The song was covered by British reggae band UB40 in 1980. It was released in June 1980 as the second and final single from their debut album, Signing Off. The song reached number 6 in the UK. The UB40 single was a double A-side with "My Way of Thinking", which was the first-named track and received most of the radio airplay. However, the German single (which appeared later) had "I Think It's Going to Rain Today" as the A-side.
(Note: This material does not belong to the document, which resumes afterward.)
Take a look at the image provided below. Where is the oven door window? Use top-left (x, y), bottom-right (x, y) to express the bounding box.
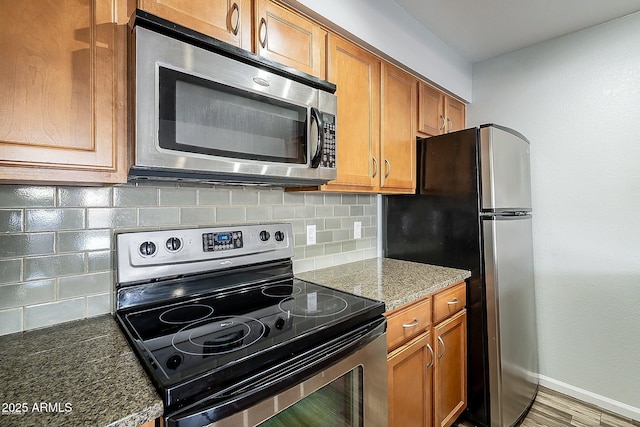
top-left (258, 366), bottom-right (363, 427)
top-left (158, 66), bottom-right (308, 164)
The group covered the song for bandmembers Robin and Ali Campbell's father, folksinger Ian Campbell, who was a fan of Newman and who had recorded his own version of the song in the 1960s.

=== Charts ===

| Chart (1980–1981) | Peak position |
|---|---|
| Australia (Kent Music Report) | 90 |
| Ireland (IRMA) | 12 |
| New Zealand (Recorded Music NZ) | 6 |

==Other cover versions==
The song was covered numerous times by a variety of artists, especially during the late 1960s and early 1970s.

| Artist | Album | Year |
|---|---|---|
| Judy Collins | In My Life | 1966 |
| Bobby Darin | Inside Out | 1967 |
| Dusty Springfield | Dusty... Definitely | 1968 (UK) |
| Claudine Longet | Colours | 1968 (US) |
| Rick Nelson | Perspective | 1969 |
| Peggy Lee | A Natural Woman | 1969 |
| Nina Simone | Nina Simone and Piano | 1969 |
| Leonard Nimoy | The Touch of Leonard Nimoy | 1969 |
| Rick McClellan | Frozen Sunshine | 1969 |
| Neil Diamond | Stones | 1971 |
| Françoise Hardy | If You Listen | 1971 |
| Dave Van Ronk | Van Ronk | 1971 |
| Barbra Streisand | Release Me (2012 release of 'Stoney End' session; Newman on piano) | 1971 |
| Brian Short | Anything for a Laugh | 1971 |
| Cass Elliot | Cass Elliot | 1972 |
| Bobby Doyle | Nine Songs | 1973 |
| Melanie | Madrugada | 1974 |
| Joe Cocker | Jamaica Say You Will | 1975 |
| Cleo Laine | Born on a Friday | 1976 |
| Tony Rice | Cold on the Shoulder | 1984 |
| Katie Melua | Call Off the Search | 2003 |
| Norah Jones | Higher Ground | 2005 |
| Curtis Stigers | I Think It's Going to Rain Today | 2005 |
| Audra McDonald | Build a Bridge | 2006 |
| Madeleine Peyroux | Half The Perfect World | 2006 |
| Peter Gabriel | Scratch My Back | 2010 |
| Paul Carrack | A Different Hat (with Royal Philharmonic Orchestra) | 2010 |
| Tom Odell | Long Way Down | 2013 |
| Blackmore's Night | Dancer and the Moon | 2013 |

==In popular culture==
Bette Midler included the song in her film Beaches (1988) and it appears in the soundtrack recording. A portion of Claudine Longet's version of the song is played in the Episode 22, Season Five of the Gilmore Girls, "A House is Not a Home." The song is also featured in the TV series Designated Survivor in the episode, "Two Ships". Nina Simone's version of the song's first verse was the opening theme for the BBC One series Broken. Simone's version also appears in the "Spies Like Us" episode from season two and “The Decision” from season six of the TV series Scandal. A short excerpt of the song is played in the final episode of the Childhood's End miniseries. The song is also played in the movie "Mr. Monk's Last Case: The Monk Movie" released in 2023 sung by Randy Newman. The version performed by Lauren O'Connell was played in Season 6, Episode 20 of The Good Wife.